Segundo dados analisados pelo Valor Económico, o passivo do fundo fechou o semestre em 15,117 milhões de dólares, comparado aos 3,473 milhões do mesmo período do ano anterior. Esta deterioração interrompe uma tendência de melhoria que se mantinha há cerca de dois anos.
Novos Passivos Financeiros Impulsionam Crescimento
Na origem deste aumento estiveram os ‘passivos financeiros ao justo valor através de resultados’, que totalizaram 6,665 milhões de dólares e apareceram pela primeira vez como novos passivos neste semestre. Os ‘outros passivos’ registaram também um incremento substancial de 171,5%, subindo de 3,033 milhões para 8,235 milhões de dólares.
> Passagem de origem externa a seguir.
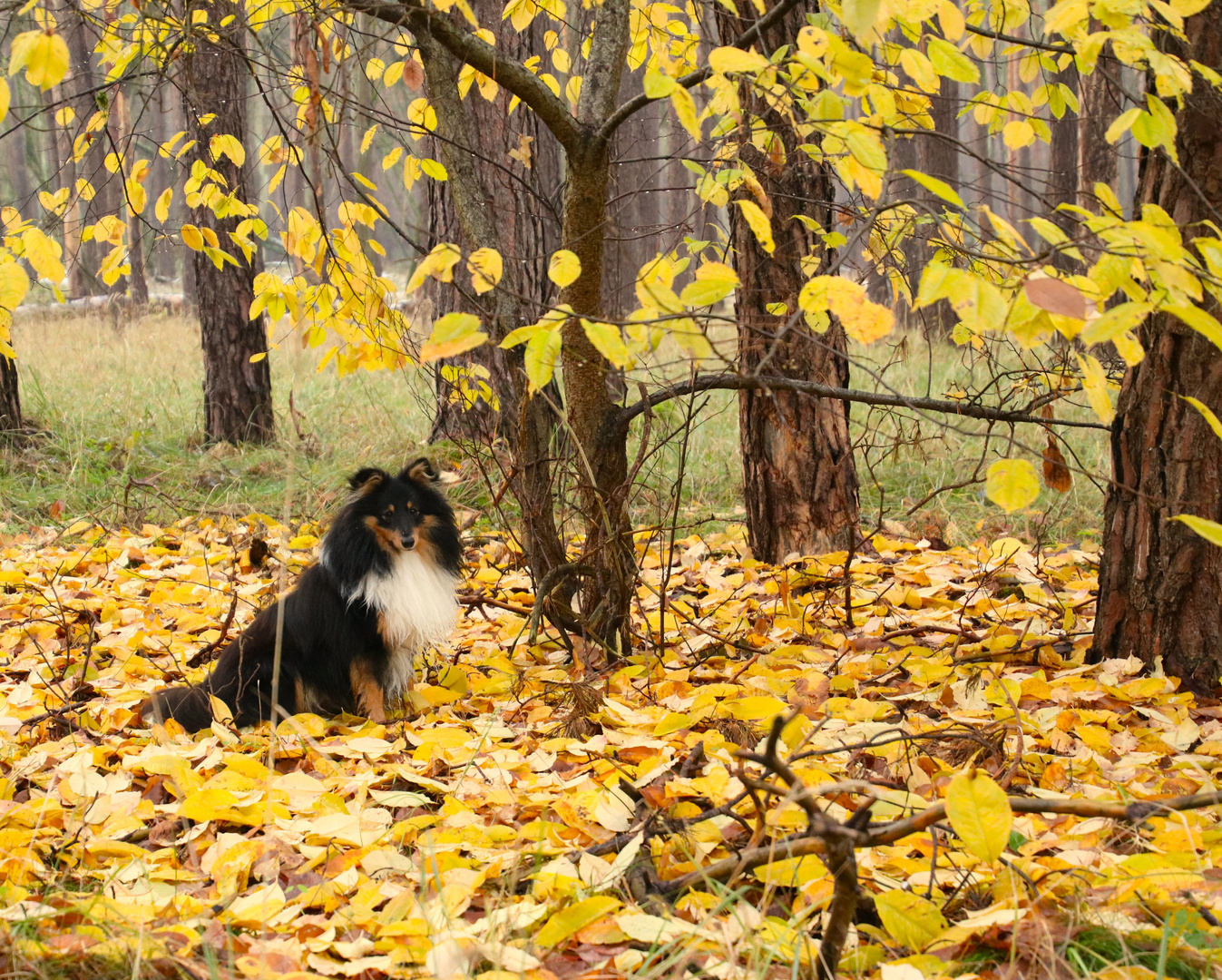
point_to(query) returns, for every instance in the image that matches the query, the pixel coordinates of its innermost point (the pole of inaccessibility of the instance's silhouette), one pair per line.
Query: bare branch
(740, 383)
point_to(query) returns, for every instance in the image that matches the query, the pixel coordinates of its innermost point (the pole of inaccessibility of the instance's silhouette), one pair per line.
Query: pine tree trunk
(798, 473)
(1158, 582)
(237, 392)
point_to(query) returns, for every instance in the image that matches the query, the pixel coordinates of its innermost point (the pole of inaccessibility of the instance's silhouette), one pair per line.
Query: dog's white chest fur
(417, 607)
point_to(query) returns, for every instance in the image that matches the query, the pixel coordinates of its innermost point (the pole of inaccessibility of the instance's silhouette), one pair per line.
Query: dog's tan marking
(422, 472)
(369, 694)
(387, 539)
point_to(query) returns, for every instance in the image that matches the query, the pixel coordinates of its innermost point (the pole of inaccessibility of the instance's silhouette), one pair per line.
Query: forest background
(820, 360)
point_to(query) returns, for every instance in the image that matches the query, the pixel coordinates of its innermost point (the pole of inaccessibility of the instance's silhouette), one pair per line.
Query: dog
(381, 592)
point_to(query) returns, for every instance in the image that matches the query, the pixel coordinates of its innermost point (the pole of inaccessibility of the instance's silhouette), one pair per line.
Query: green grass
(120, 413)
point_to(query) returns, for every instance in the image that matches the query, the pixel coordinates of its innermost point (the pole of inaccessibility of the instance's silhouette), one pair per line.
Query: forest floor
(119, 406)
(531, 818)
(528, 817)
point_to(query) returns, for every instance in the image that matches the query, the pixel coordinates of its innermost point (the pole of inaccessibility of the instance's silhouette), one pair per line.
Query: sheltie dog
(381, 592)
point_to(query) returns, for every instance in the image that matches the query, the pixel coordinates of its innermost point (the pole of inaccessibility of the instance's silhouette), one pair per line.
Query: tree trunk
(10, 397)
(798, 473)
(237, 392)
(1100, 102)
(1158, 582)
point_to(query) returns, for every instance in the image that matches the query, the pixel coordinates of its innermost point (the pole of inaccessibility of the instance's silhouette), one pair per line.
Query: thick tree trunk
(1158, 582)
(237, 392)
(10, 397)
(798, 473)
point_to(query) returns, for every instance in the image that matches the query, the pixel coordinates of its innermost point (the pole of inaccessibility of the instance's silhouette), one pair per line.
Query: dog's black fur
(334, 656)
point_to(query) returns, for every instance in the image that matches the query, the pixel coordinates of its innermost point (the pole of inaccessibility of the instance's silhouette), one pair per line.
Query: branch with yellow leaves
(483, 57)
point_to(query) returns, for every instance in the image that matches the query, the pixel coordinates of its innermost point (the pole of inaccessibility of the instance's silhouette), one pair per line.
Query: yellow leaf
(541, 358)
(228, 145)
(192, 237)
(1012, 484)
(14, 284)
(43, 55)
(564, 268)
(1210, 531)
(161, 209)
(728, 60)
(574, 917)
(485, 267)
(43, 253)
(756, 708)
(980, 814)
(659, 85)
(1207, 413)
(935, 186)
(759, 224)
(453, 334)
(912, 920)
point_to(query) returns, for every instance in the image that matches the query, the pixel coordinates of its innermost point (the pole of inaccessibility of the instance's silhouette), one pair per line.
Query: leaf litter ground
(527, 817)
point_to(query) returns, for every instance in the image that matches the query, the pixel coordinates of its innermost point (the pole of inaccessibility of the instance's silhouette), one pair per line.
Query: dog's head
(400, 510)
A única redução verificou-se na rubrica ‘valores a pagar’, que decresceram de 441 mil dólares para 217 mil dólares.
Activos Impulsionados por Instrumentos Financeiros
Do lado positivo, os activos do FSDEA cresceram 296,190 milhões de dólares em relação ao semestre homólogo, atingindo os 4,187 mil milhões de dólares. Este crescimento foi principalmente impulsionado pelos ‘activos financeiros ao justo valor através de resultados’ (1,741 mil milhões de dólares) e pelos ‘valores a receber do Estado’ (1,433 mil milhões de dólares).
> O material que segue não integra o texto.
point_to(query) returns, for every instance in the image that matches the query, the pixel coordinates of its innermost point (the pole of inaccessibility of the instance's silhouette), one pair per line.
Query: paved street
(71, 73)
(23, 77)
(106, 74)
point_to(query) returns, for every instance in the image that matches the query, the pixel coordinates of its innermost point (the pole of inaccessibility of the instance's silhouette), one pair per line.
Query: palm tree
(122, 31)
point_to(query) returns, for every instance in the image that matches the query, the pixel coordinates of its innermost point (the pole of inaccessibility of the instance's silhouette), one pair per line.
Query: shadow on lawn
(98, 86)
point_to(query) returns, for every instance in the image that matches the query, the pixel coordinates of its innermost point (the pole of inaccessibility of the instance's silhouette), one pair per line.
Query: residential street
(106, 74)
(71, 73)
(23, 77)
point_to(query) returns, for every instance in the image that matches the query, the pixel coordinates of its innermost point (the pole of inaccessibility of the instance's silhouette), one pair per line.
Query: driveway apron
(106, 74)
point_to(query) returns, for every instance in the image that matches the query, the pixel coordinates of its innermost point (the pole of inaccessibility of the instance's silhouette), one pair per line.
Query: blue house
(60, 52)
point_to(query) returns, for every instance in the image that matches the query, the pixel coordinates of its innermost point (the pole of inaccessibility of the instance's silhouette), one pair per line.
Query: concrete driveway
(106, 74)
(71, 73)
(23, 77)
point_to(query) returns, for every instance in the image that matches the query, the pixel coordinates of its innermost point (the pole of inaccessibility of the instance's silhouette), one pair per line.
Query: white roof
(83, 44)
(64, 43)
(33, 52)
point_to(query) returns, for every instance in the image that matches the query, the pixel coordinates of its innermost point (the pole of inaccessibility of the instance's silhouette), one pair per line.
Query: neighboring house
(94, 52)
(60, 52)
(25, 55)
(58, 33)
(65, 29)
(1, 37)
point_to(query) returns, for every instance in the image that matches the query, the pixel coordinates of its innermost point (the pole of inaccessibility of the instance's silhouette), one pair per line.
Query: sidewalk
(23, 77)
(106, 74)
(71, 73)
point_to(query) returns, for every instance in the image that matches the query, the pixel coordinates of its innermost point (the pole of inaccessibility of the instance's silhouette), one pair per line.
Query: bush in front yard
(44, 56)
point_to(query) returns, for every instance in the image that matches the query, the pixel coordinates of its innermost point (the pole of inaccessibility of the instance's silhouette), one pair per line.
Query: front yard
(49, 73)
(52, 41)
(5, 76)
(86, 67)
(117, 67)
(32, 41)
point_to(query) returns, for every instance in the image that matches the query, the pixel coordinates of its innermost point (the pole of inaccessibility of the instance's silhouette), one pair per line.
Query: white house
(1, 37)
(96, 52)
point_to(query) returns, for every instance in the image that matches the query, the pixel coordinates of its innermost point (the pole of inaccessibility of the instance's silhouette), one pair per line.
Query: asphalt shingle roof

As aplicações de liquidez (159,090 milhões de dólares) e os investimentos em subsidiárias e participadas (694,132 milhões de dólares) também contribuíram para o desempenho positivo dos activos.
Lucros Sobem 137% Apesar de Custos Operacionais Elevados
Os capitais próprios do fundo elevaram-se 7,2% para 4,172 mil milhões de dólares, enquanto o resultado líquido teve uma subida notável de 137,19%, fixando-se nos 187,955 milhões de dólares.
A administração do fundo, liderada por Armando Manuel, justifica estes lucros com o bom desempenho dos instrumentos financeiros de dívida e capital nos mercados internacionais.
“O bom desempenho dos mercados financeiros no primeiro semestre de 2025 resultou de uma combinação de factores que, apesar de um início turbulento, sustentaram uma trajectória de recuperação e crescimento”, explica a administração.
Volatilidade dos Mercados Americanos Marca Semestre
Segundo a gestão do FSDEA, após a imposição inesperada de tarifas comerciais pelo governo Trump em Abril, os principais índices bolsistas como o S&P 500 e Dow Jones sofreram quedas acentuadas. Contudo, “a suspensão temporária dessas tarifas foi suficiente para provocar uma rápida reversão das perdas, levando o S&P 500 a recuperar os ganhos do ano já em meados de Maio e a atingir máximos históricos no final de Junho”.
Custos Operacionais em Alta
Os custos operacionais do fundo registaram aumentos significativos no período. Os gastos com pessoal subiram 45%, de 1,859 milhões para 2,696 milhões de dólares, enquanto os gastos gerais administrativos tiveram um incremento ainda maior de 49,2%, fixando-se em 3,184 milhões de dólares.